An additional 139 are quarantined and the sheriff’s department has stopped taking in people for minor warrants.
“So for example we have stopped accepting our counties misdemeanor citations or misdemeanor warrants if it’s less than a bench warrant or it’s not a certain crime,” Barnes said.
“If you are in another county and somebody stopped an individual with an Orange County warrant, they would issue them a citation to come back to court and appear on that warrant. But they wouldn’t arrest them, take them to their jail, hold them for five days and transfer them to our jail,” Barnes said.
But questions are mounting over arraignments since the courts have largely shut down, Barnes said.
“Roughly several hundred individuals that need to be arraigned,” Barnes said. “That concerns me that there’s individuals who might be eligible for release but haven’t gotten the opportunity to be released and come back to court on their own recognisance.”
The county’s top criminal justice officials have struck an agreement to let prosecutors and public defenders appear for court hearings electronically through video meetings, after a month of concern over how the courts would continue functions like arraignments and custody hearings while maintaining social distancing under health separation guidelines.
An agreement signed by the court, OC Public Defender Sharon Petrosino, District Attorney Todd Spitzer, and Sheriff Don Barnes outlines each office’s commitment to providing video equipment to their employees to appear virtually “for most matters other than preliminary hearings and trials.”
Barnes said the 331 inmates who were released early are “low-level offenders, non-violent, non-serious offenses who have already been sentenced.”
The Sheriff’s Department also released 108 medically vulnerable inmates early, which are part of the 331 number.
“They don’t know what the charges are, they just identify those based on the at-risk population,” Barnes said.
Under the agreement, Theoretically, Barnes can release all the inmates if the outbreak gets bad enough, he said.
“The order that allows me, under emergency conditions, to release is – is broad. It’s very nondescript. It says I can release anybody. And I don’t believe that that was intended to be – I guess we could get severe enough where that might one day be the case,” Barnes said.

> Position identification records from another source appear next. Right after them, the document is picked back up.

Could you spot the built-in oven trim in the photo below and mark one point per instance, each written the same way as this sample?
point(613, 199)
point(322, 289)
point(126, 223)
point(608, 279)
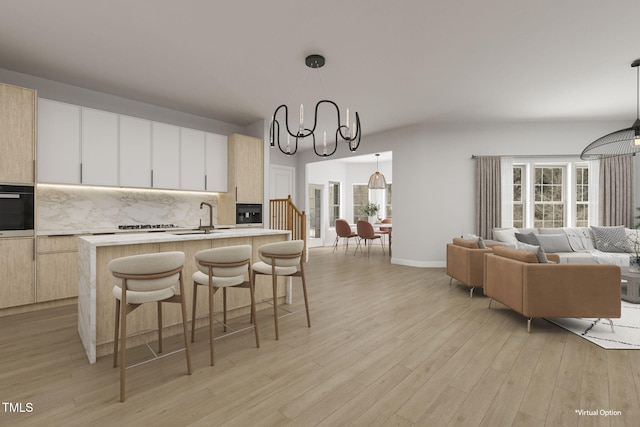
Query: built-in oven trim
point(27, 226)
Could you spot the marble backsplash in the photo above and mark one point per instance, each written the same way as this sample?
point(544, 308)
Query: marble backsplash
point(61, 208)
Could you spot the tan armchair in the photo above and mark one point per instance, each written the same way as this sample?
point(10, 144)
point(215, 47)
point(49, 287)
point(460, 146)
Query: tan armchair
point(516, 279)
point(465, 263)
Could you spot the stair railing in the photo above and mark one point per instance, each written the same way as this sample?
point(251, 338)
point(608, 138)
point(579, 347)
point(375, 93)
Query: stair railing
point(286, 216)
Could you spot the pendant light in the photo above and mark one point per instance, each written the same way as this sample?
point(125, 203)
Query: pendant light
point(345, 132)
point(377, 180)
point(624, 141)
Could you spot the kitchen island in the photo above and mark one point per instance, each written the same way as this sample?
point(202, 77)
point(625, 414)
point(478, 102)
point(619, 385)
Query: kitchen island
point(96, 304)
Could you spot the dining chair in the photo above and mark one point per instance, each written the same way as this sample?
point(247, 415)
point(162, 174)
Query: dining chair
point(343, 231)
point(141, 279)
point(366, 232)
point(385, 231)
point(282, 259)
point(226, 267)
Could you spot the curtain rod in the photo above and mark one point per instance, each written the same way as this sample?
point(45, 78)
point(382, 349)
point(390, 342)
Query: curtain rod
point(531, 156)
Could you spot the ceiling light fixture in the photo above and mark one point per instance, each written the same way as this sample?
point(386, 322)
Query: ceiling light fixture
point(624, 141)
point(349, 134)
point(377, 180)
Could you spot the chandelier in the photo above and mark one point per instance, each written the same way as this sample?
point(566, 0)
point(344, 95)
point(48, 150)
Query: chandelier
point(349, 132)
point(618, 143)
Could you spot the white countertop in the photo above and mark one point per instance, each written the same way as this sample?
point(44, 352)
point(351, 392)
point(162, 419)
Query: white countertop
point(100, 231)
point(169, 236)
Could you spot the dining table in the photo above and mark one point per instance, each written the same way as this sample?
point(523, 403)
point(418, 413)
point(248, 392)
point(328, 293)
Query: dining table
point(379, 226)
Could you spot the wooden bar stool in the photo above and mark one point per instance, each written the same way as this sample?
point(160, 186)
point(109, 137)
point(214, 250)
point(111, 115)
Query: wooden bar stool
point(228, 267)
point(141, 279)
point(282, 259)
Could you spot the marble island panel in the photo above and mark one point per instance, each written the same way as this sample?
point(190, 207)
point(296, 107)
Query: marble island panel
point(96, 305)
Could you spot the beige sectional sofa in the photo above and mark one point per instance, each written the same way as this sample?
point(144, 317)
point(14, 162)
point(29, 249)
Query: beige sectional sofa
point(465, 263)
point(516, 279)
point(579, 245)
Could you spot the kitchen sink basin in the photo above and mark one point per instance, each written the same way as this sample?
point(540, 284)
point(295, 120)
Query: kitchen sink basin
point(188, 232)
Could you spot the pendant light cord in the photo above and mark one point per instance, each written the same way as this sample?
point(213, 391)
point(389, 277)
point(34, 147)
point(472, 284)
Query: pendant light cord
point(637, 93)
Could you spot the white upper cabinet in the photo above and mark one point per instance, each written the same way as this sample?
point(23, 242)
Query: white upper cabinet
point(135, 152)
point(78, 145)
point(58, 142)
point(99, 147)
point(192, 160)
point(216, 147)
point(165, 155)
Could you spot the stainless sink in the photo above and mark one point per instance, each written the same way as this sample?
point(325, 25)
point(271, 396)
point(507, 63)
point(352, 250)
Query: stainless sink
point(188, 232)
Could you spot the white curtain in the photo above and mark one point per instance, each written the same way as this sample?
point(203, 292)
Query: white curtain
point(594, 192)
point(506, 183)
point(616, 191)
point(488, 195)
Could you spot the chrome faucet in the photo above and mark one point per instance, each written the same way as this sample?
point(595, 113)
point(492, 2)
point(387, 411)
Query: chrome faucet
point(210, 226)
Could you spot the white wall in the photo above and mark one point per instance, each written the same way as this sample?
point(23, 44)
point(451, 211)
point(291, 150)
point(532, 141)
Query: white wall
point(57, 91)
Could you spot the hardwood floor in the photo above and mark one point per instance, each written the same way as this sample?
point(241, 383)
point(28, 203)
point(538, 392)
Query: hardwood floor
point(388, 345)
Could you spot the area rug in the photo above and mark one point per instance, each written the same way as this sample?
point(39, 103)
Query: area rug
point(626, 329)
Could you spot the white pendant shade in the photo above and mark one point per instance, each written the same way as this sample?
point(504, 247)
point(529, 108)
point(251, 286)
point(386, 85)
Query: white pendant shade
point(377, 181)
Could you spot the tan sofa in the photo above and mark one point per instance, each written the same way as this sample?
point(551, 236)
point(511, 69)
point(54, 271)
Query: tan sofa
point(465, 263)
point(516, 279)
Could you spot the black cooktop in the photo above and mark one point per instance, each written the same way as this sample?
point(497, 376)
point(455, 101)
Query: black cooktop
point(145, 226)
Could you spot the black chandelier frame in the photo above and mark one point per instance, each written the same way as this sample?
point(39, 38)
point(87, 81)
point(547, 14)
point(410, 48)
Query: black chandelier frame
point(621, 142)
point(342, 130)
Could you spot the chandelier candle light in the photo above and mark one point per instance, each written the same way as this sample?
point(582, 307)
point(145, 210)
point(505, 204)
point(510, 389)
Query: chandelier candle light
point(348, 133)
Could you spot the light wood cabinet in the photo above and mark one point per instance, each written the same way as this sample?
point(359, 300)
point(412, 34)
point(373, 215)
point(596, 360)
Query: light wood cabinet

“That is not the case today, [that] we’re going to have carte blanche and release people wantonly from the jail without some type of review and regard for the public’s safety, if we do make that choice [to] release somebody from our custody,” he said.
Meanwhile, an order requiring masks for essential employees is expected to come from County Health Officer Dr. Nichole Quick. The order won’t be for employees to wear the medical grade n95 or similar masks.
OC Director of Public Health Services, David Souleles, said Quick was meeting with staff at the emergency operations center Tuesday to form the new health order, the same time he was giving the novel coronavirus update to county supervisors.
“The health officer is looking at, essentially, an order around face coverings for essential workers,” Souleles said. “It brings us into better alignment with surrounding jurisdictions.”
He didn’t have other specifics on the order.
Irvine issued an order Wednesday requiring all retail and bank employees to wear masks.